The company is sampling mobile Athlon processors to PC makers and plans to ship the chips in the first quarter.

"Generically speaking, we'll have products available from immediately to a month to six weeks" after the chip is launched, AMD's Bode said.

The race for speed
Clock speeds for the new mobile Athlons have not been announced. But clearly AMD wants to be competitive with Intel.

With Intel shipping an 850-MHz mobile Pentium III, analysts predict that AMD is likely to offer 800-MHz, 850-MHz and 900-MHz mobile Athlon chips.

"We've committed to 1 GHz in 2001," Bode said.

AMD will follow the mobile Athlon with mobile Duron chips in the second quarter of 2001.

When it comes to the consumer desktop market, the Intel vs. AMD speed race is alive and well. Both companies will look to quickly increase clock speeds on their latest, greatest chips over the course of 2001.

Intel will look to quickly crank up the clock on its recently introduced Pentium 4 chip as it simultaneously drives down the price of the chip. Pentium 4 PCs will also drop as low as $1,600 in the first quarter with a 1.3-GHz Pentium 4 processor in January.

The tortoise and the hare
Pentium 4 will also reach higher speeds, with the introduction of a 1.7-GHz or faster Pentium 4 later in the first quarter of the year. Intel executives have stated publicly plans to offer a 2-GHz Pentium 4 in the third quarter. The Pentium 4 is now available at 1.4 GHz and 1.5 GHz.

AMD's Athlon chip will run slightly behind in clock speed. Now at 1.2 GHz, AMD plans to introduce a 1.33-GHz Athlon chip in the first quarter.
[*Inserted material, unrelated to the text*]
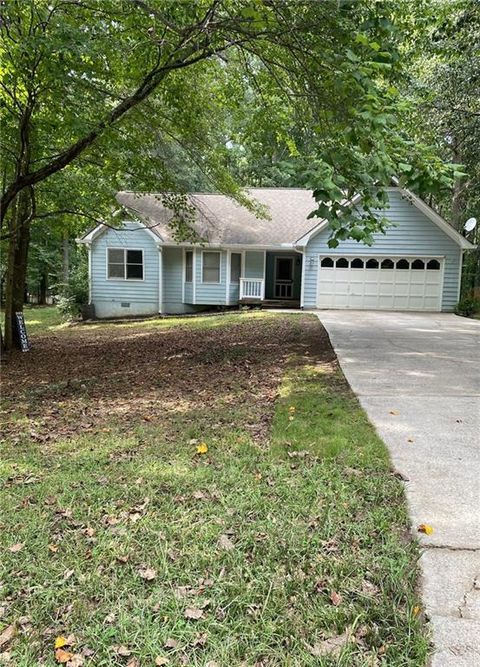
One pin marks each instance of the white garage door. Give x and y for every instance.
(380, 283)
It will follow in the same quarter with newly designed Athlons, based on the Palomino processor core. The new chip will extend to 1.5 GHz and faster in the second quarter and 1.7 GHz and faster in the second half of the year. But according to current plans, it will not hit 2 GHz until the first quarter of 2002.

AMD executives insist, however--and benchmarks back them up--that Athlon PCs using the AMD 760 chipset, which offers a faster 266-MHz front side bus and higher-bandwidth Double Data Rate Synchronous Dynamic RAM, can compete with Pentium 4 systems. AMD 760-based PCs will continue to increase in availability as volumes increase and additional PC makers sign on to the technology in the first half of next year. Currently only MicronPC.com offers the 760 and DDR SDRAM.

Ironically, one factor that may help Intel in 2001 is Rambus. Rambus memory, which was something of a weight in 1999 and 2000, is fairly well-matched with the Pentium 4, said Nathan Brookwood, an analyst at Insight 64.

The chip can appropriately handle the faster data stream that Rambus memory spits at the processor. And Rambus memory is also coming down in price.

"With the Pentium 4, Rambus might actually provide some performance benefit. If the price premium stays reasonable and the performance stays demonstrable, people might go for it," Brookwood said. "The ultimate undoing of Rambus was that it wasn't coming down the cost curve fast enough."

And, as 2000 has shown, followers of the Intel/AMD chip race should come to expect the unexpected in 2001.

News.com's Michael Kanellos contributed to this report.